-lpthread vs -pthread: does -D_REENTRANT matter?

Jilles Tjoelker jilles at stack.nl
Sun Oct 14 14:42:29 UTC 2012


On Mon, Oct 08, 2012 at 12:17:08PM -0400, Eitan Adler wrote:
> The only difference between -lpthread and -pthread that I could see is
> that the latter also sets -D_REENTRANT.
> However, I can't find any uses of _REENTRANT anywhere outside of a few
> utilities that seem to define it manually.

> Testing with various manually written pthread programs resulted in
> identical binaries, let alone identical results.

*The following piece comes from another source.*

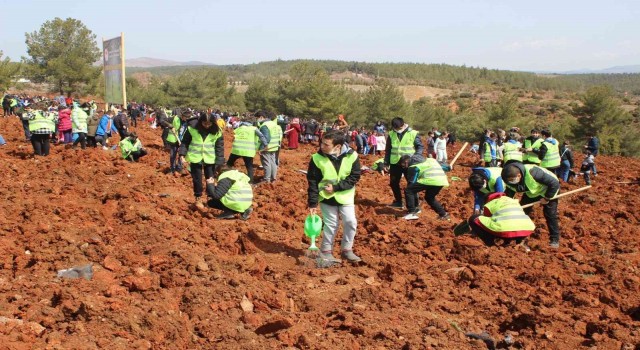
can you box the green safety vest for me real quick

> Is there an actual difference between -pthread and -lpthread or is
> this just a historical artifact?

In some cases, -pthread also affects the compiler's code generation. On
some RISC architectures, compilers may try to avoid loads and stores of
less than 32 bits.

For example (untested):
  struct { int n; char a, b, c, d; } *p;
  p->a = p->b = p->c = 0;

The compiler might load p->d and then store the 32 bits containing a, b,
c and d at once. This causes a race condition if p->d is written
concurrently.

Because C99 does not specify threading, it allows these transformations.
In C11, they are forbidden. Passing -pthread disables them as well.